But yesterday that dream looked as if it had been defeated by an inflexible and maddening cultural phenomenon that has bedevilled travellers for centuries: Russian bureaucracy.
Seventeen thousand miles and seven-and-a-half years into his journey of a lifetime, with another 19,000 miles and four years to go, an obscure Russian court above the Arctic Circle ruled that the former paratrooper was guilty of breaking border rules and should be deported. A deflated Mr Bushby is expected to be flown to Alaska within days with a stamp in his passport saying he will not be allowed to return to Russia for at least five years.
He has vowed to appeal but, barring a surprise, it seems that his extraordinary overland journey is at an end before he has even reached the halfway point.
The divorced father has struggled through Panamian swamps, weathered snowstorms in Alaska, and evaded Colombian guerrillas but, prosaically, it looks like his failure to get his passport stamped will have been his undoing.
The 37-year-old adventurer ran into trouble after crossing the Bering Strait, the 58-mile ice bridge which links Alaska to Russia. Earlier this month, he made the perilous crossing with Dmitri Kieffer, an American citizen. Both had Russian visas, but did not enter the country through an official point of entry because of their unorthodox method of arrival and, as a result, did not get the requisite stamps in their passports. To compound Russian suspicions, Mr Bushby was carrying a GPS locator device and a Colt Magnum .44 pistol, apparently to protect himself from polar bears.
Nor had the two men warned Russian officialdom in advance that they were coming across the Bering Strait, a feat accomplished by only an elite club of Arctic explorers.
Coming three months after an embarrassing Cold War-style spy scandal surrounding the British Embassy in Moscow, the Russian authorities were quick to take a dim view of Mr Bushby's "incursion". The fact that, in Soviet times, the remote Arctic area was allegedly bristling with sensitive military hardware is likely to have further stoked suspicions.
The Cold War may have thawed but, to this day, visitors to the far eastern Chukotka province are required to get special permission from the local authorities on top of a visa to enter the area. It is not clear whether Mr Bushby had such permission.

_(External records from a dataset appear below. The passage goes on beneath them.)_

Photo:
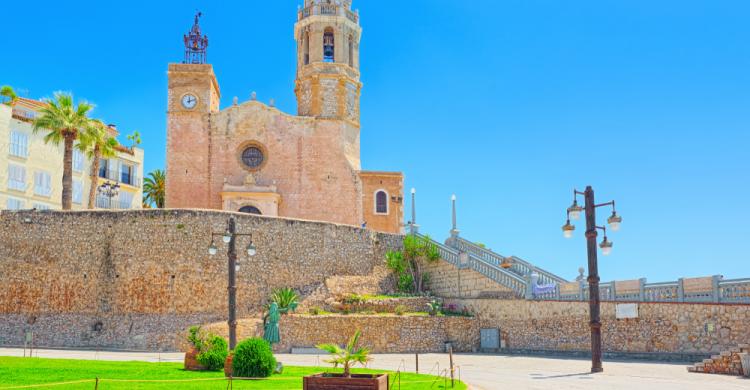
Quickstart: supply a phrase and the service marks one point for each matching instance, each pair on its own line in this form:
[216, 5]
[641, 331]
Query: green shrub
[215, 353]
[354, 299]
[197, 338]
[253, 358]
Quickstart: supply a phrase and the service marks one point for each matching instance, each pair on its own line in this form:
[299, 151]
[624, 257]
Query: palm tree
[96, 142]
[9, 94]
[347, 356]
[64, 121]
[154, 188]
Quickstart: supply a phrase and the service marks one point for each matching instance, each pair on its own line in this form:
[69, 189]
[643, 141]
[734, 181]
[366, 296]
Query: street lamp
[229, 237]
[614, 221]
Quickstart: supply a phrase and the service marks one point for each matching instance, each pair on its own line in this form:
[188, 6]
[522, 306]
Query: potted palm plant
[346, 357]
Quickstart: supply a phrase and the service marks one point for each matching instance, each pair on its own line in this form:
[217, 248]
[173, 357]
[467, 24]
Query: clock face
[189, 101]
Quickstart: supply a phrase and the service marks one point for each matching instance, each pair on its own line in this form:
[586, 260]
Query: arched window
[251, 210]
[351, 51]
[381, 202]
[306, 47]
[328, 45]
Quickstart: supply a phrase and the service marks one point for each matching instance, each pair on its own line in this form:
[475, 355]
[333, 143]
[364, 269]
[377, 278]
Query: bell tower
[327, 85]
[193, 96]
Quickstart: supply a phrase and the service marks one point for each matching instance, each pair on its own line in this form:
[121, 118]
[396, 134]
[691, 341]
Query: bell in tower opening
[328, 45]
[195, 44]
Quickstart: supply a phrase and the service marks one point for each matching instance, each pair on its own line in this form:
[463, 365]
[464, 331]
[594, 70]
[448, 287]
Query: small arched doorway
[250, 210]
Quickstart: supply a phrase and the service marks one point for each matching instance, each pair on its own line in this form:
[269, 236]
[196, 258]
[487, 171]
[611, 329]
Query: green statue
[271, 331]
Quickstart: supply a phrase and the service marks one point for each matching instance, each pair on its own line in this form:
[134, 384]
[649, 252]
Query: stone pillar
[642, 289]
[715, 287]
[454, 230]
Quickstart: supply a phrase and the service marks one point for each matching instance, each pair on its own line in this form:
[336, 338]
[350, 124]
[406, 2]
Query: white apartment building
[31, 170]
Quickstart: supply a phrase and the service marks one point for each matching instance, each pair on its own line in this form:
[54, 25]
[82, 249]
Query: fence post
[642, 289]
[613, 291]
[529, 287]
[715, 286]
[581, 290]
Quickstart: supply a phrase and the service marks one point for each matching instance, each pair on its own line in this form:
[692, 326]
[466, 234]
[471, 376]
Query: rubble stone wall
[684, 328]
[133, 279]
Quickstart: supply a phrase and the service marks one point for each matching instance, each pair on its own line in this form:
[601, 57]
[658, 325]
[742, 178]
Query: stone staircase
[728, 362]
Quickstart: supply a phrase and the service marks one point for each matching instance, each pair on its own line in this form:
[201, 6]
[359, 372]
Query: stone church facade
[251, 157]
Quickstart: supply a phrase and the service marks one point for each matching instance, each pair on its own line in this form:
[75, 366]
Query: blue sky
[507, 104]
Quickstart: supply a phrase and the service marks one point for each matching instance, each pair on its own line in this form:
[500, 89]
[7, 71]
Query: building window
[15, 204]
[126, 174]
[41, 206]
[19, 144]
[103, 201]
[351, 51]
[328, 46]
[306, 47]
[42, 184]
[77, 191]
[16, 177]
[103, 168]
[253, 157]
[126, 200]
[77, 160]
[381, 202]
[251, 210]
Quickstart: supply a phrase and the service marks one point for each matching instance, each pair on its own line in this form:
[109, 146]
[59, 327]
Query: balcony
[122, 177]
[328, 10]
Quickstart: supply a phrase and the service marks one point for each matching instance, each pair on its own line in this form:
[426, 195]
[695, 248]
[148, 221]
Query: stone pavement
[487, 372]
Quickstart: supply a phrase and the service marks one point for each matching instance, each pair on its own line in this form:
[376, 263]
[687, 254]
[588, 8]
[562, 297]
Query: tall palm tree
[154, 188]
[63, 121]
[9, 94]
[96, 142]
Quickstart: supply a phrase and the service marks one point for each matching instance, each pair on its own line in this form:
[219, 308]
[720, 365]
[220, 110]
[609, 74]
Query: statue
[249, 180]
[271, 330]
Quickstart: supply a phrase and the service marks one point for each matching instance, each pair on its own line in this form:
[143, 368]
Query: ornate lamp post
[229, 237]
[109, 190]
[574, 212]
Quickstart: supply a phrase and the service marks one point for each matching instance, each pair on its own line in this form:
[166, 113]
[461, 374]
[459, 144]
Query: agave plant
[286, 298]
[347, 356]
[435, 307]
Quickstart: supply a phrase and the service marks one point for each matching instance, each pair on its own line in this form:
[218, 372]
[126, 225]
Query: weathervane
[195, 44]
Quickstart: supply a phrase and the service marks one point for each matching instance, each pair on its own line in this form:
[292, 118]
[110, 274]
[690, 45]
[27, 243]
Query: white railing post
[529, 287]
[715, 287]
[642, 289]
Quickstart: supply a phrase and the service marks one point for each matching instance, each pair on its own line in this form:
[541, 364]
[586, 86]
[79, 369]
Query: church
[251, 157]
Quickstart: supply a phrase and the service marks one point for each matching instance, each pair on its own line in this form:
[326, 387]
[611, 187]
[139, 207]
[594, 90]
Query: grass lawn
[17, 372]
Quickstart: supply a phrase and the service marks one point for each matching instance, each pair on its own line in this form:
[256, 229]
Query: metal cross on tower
[195, 44]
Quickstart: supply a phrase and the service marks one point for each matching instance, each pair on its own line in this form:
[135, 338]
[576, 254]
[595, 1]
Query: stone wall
[132, 279]
[383, 334]
[659, 328]
[448, 281]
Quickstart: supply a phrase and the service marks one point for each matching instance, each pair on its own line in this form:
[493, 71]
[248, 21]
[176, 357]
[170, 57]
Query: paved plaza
[485, 372]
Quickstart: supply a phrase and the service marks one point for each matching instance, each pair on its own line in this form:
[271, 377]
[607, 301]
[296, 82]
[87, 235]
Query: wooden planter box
[337, 381]
[191, 362]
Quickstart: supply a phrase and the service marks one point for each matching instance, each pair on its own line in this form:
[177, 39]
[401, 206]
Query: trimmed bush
[253, 358]
[215, 353]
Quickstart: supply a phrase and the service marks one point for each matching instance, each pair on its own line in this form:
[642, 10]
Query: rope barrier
[50, 384]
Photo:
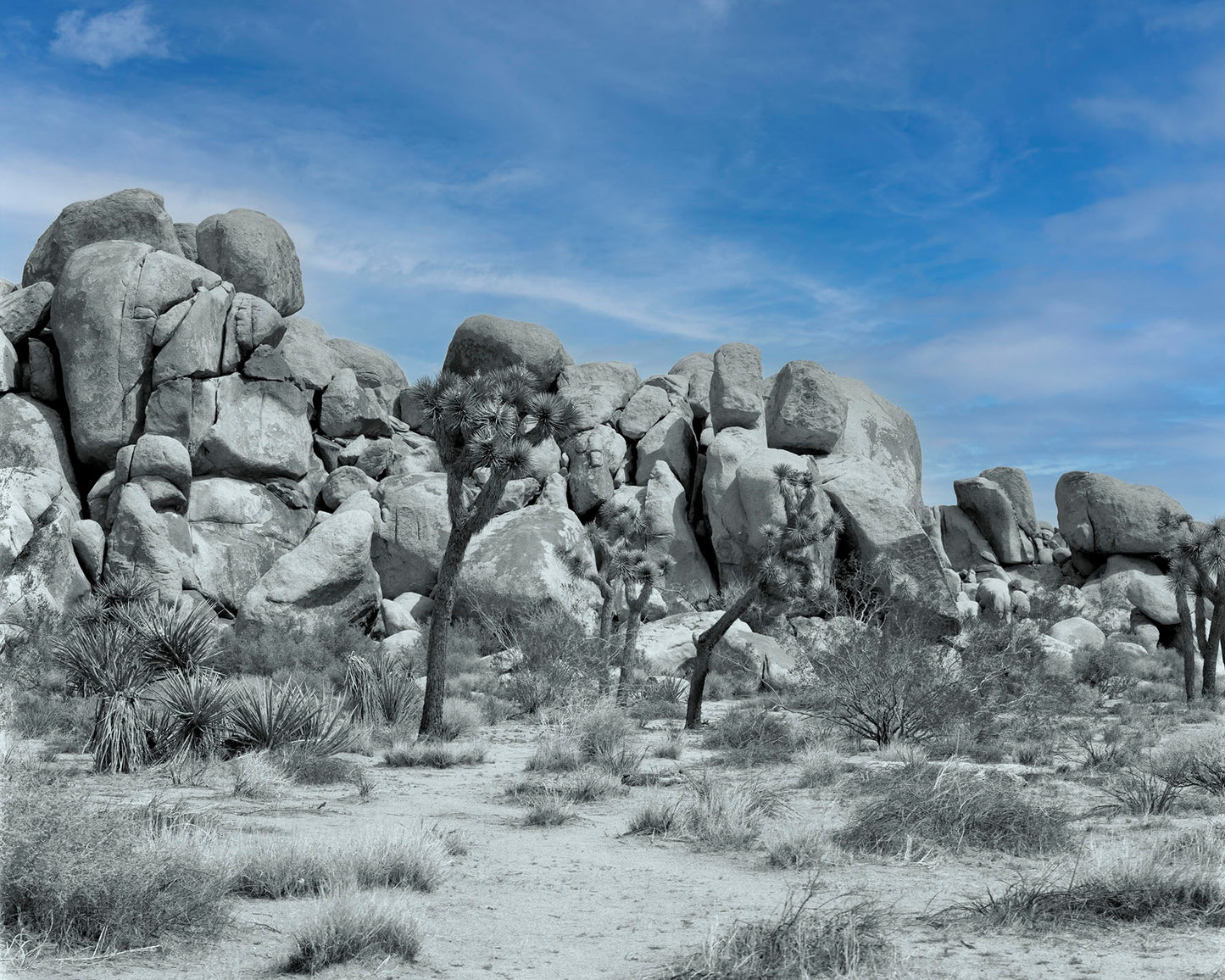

By a bizarre twist of fate, the governor of Chukotka is none other than Roman Abramovich, the billionaire owner of Chelsea F.C. Indeed Mr Bushby's father, Keith Bushby, had hoped that the rich and powerful Russian might be able to pull a few strings to allow his son to carry on his way.
But The Independent has learnt that, even though he would like to help, Mr Abramovich feels he is powerless as the matter is strictly the preserve of the FSB security service.
"It's a federal matter," said a source close to the situation. "It's like asking Ken Livingstone to change national laws in the UK. It's just not possible."
Keith Bushby says his son's morale is low and that though it hasn't sunk in, he knows he has suffered "one hell of a setback". "He can't imagine that his expedition is finished ... because he couldn't get a stamp in his visa," he said in a phone interview from his home in Hereford.
Mr Bushby Jnr set out from the southern tip of Chile in 1998, and has already walked the length of South and North America, and somehow found time to release a book called Giant Steps about his journey. His plan was to trek across Asia and Europe, walking back through the Channel Tunnel to the UK and his home in Yorkshire in 2009.